Posted on September 24, 2010. Filed under: Nonfiction |

wicked_plantsAmy Stewart’s entertaining and informative book Wicked Plants: The Weed That Killed  Lincoln’s Mother & Other Botanical Atrocities did indeed spend some time on what passes for a nightstand in my bedroom.  Exquisite etchings and – to be frank – grotesque illustrations accompany brief chapters about the destructive, disgusting, and sometimes illegal qualities of disagreeable plants throughout the world.  Readers will discover intriguing sections revealing the roles of various plants in warfare, witchcraft hysteria, agricultural blunders, historic events, untimely deaths, and, naturally, thoroughly grossing people out.

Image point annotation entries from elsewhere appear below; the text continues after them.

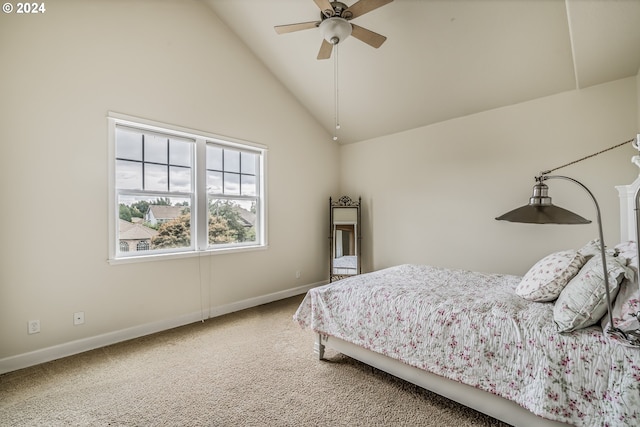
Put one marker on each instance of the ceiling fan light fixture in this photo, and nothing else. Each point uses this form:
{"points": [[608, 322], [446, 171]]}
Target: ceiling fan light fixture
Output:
{"points": [[334, 30]]}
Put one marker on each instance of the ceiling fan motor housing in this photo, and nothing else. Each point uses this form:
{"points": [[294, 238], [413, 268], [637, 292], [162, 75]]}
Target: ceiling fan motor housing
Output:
{"points": [[334, 30]]}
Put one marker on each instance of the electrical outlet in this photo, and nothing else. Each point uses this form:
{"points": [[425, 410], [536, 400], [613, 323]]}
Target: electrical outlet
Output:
{"points": [[78, 318], [33, 326]]}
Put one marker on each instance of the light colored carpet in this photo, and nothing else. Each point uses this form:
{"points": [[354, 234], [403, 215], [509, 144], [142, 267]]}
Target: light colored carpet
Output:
{"points": [[251, 368]]}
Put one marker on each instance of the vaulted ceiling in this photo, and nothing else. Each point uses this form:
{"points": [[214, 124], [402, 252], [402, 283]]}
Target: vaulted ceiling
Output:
{"points": [[442, 58]]}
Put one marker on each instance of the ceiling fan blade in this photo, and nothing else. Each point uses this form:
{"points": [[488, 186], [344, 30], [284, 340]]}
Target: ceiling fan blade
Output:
{"points": [[289, 28], [367, 36], [325, 7], [361, 7], [325, 50]]}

Before you turn out the lights you can brush up on your knowledge about a variety of botanical ne’er-do-wells.  Poison Hemlock, known in Scotland as “dead man’s oatmeal,” was used to carry out the death sentence of Socrates in 399 BC.  Severe niacin deficiency, known in its late stages as pellagra, was the baffling downside to wider consumption of corn in 18th century European populations whose method of food preparation did not enable the absorption of this important vitamin.  The role of white snakeroot in causing milk sickness, the ailment that claimed the life of Abraham Lincoln’s mother in 1818, was poorly understood for many years until farmers finally learned to keep it away from their grazing cattle.  Illinois doctor Anna Bixby identified the correlation between the plant and the disease, successfully helping to eradicate the disease from her area by 1834.  Sadly, the warnings of this notable female doctor went unheeded elsewhere.